C’è anche Massimo Vivoli, ex presidente nazionale di Confesercenti e attuale componente del Consiglio nazionale dell’Economia e del Lavoro (Cnel), tra le 15 persone arrestate nell’ambito di un’inchiesta sui fallimenti pilotati di decine di supermercati e negozi di cosmetici rilevati da noti marchi della grande distribuzione e poi depredati e avviati al fallimento.

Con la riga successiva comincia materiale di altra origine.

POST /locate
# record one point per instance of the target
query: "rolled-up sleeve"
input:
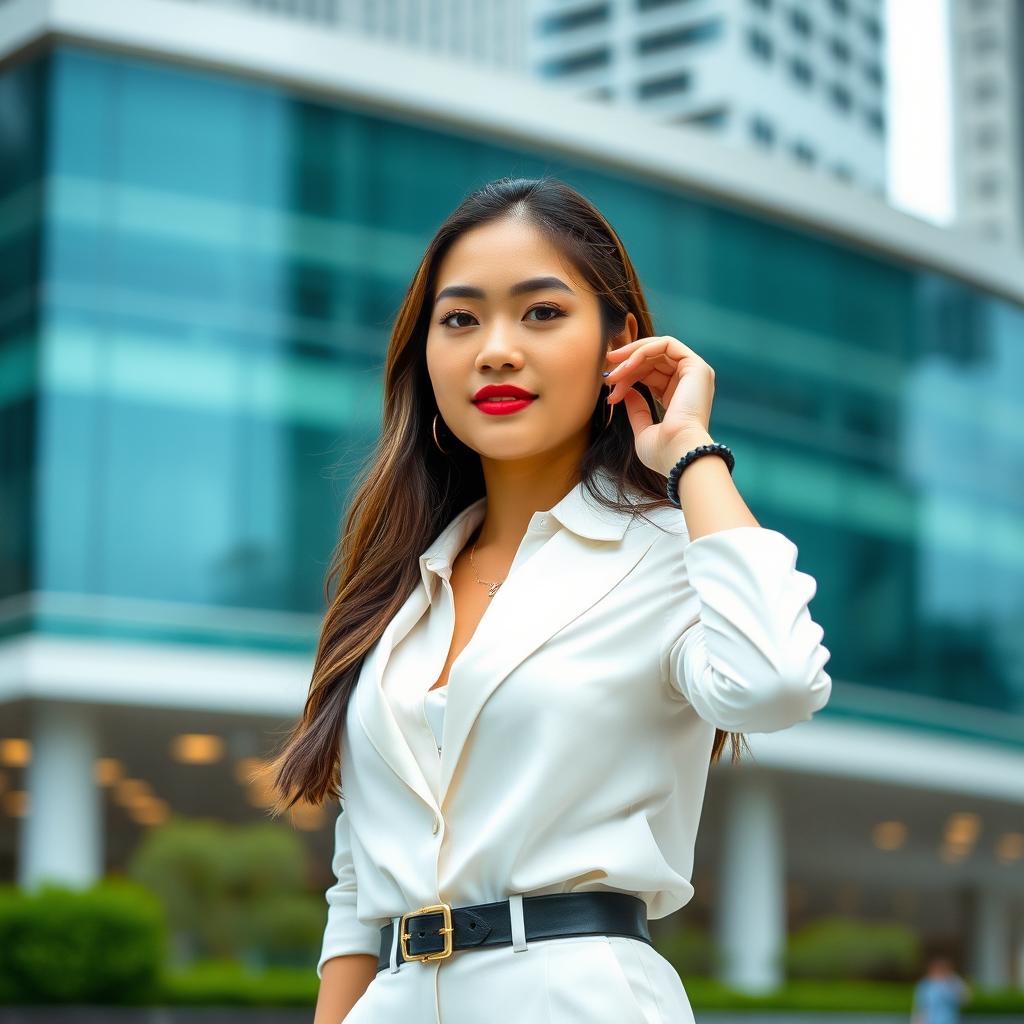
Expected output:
(740, 644)
(345, 933)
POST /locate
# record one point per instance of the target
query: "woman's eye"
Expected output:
(551, 309)
(554, 310)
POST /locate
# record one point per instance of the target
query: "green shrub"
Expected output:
(838, 947)
(102, 944)
(232, 893)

Il gip Andrea Salvatore Romito considera Vivoli una persona che si era messa a disposizione della presunta organizzazione criminale, assumendo la maggioranza delle quote di una holding per poi disinteressarsi dell’effettiva gestione, lasciata in mano agli altri indagati. I promotori di quella che gli investigatori considerano un’associazione a delinquere sono Fiore Moliterni, Riccardo Pieraccini e Domenico Pilato: erano coloro che provvedevano, per la Dda, a ‘rottamare’ le società svuotate dei loro attivi, anche attribuendo cariche sociali a prestanome per rendere inefficace qualsiasi attività di recupero da parte dei creditori, in primis l’erario. Inoltre avrebbero raccolto, nascosto e organizzato il riciclaggio dei proventi.

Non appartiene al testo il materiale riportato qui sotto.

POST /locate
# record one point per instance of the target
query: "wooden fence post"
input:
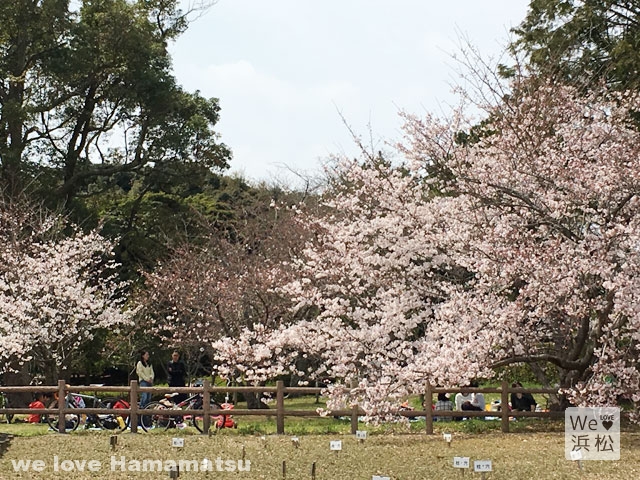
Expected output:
(354, 419)
(428, 416)
(62, 403)
(133, 404)
(280, 407)
(206, 406)
(504, 406)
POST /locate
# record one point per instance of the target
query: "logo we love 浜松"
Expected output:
(594, 432)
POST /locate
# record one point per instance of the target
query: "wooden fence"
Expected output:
(131, 394)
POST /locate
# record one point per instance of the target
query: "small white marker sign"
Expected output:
(177, 442)
(482, 466)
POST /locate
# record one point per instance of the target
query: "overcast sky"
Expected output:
(286, 70)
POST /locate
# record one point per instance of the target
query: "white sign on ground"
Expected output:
(335, 445)
(177, 442)
(482, 466)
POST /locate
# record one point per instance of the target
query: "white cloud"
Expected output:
(283, 69)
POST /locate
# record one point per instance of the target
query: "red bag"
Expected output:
(121, 403)
(34, 417)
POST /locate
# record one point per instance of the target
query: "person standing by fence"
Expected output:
(144, 369)
(177, 371)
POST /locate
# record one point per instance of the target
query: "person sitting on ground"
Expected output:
(522, 402)
(443, 404)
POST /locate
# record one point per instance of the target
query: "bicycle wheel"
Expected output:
(116, 420)
(72, 420)
(155, 420)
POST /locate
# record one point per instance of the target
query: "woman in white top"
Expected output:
(144, 369)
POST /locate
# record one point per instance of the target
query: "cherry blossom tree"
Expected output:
(221, 297)
(56, 291)
(512, 240)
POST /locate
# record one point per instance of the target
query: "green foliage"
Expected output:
(583, 41)
(91, 85)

Secondo quanto scoperto dai pm bolognesi e dagli investigatori della Guardia di Finanza locale, sono decine le attività ‘spolpate’ dall’organizzazione. Tanto da arrivare al sequestro preventivo di beni per oltre 32 milioni e alla denuncia di 32 persone, di cui 15 in arresto, per i reati di associazione per delinquere e bancarotta. Provvedimenti che hanno interessato mezza Italia, precisamente le province di Bologna, Ancona, Arezzo, Barletta, Brescia, Crotone, Foggia, Lucca, Milano, Monza e Brianza, Napoli, Parma, Pavia, Prato, Reggio Emilia, Roma, Torino, Trapani, Treviso, Udine, Venezia e Verona.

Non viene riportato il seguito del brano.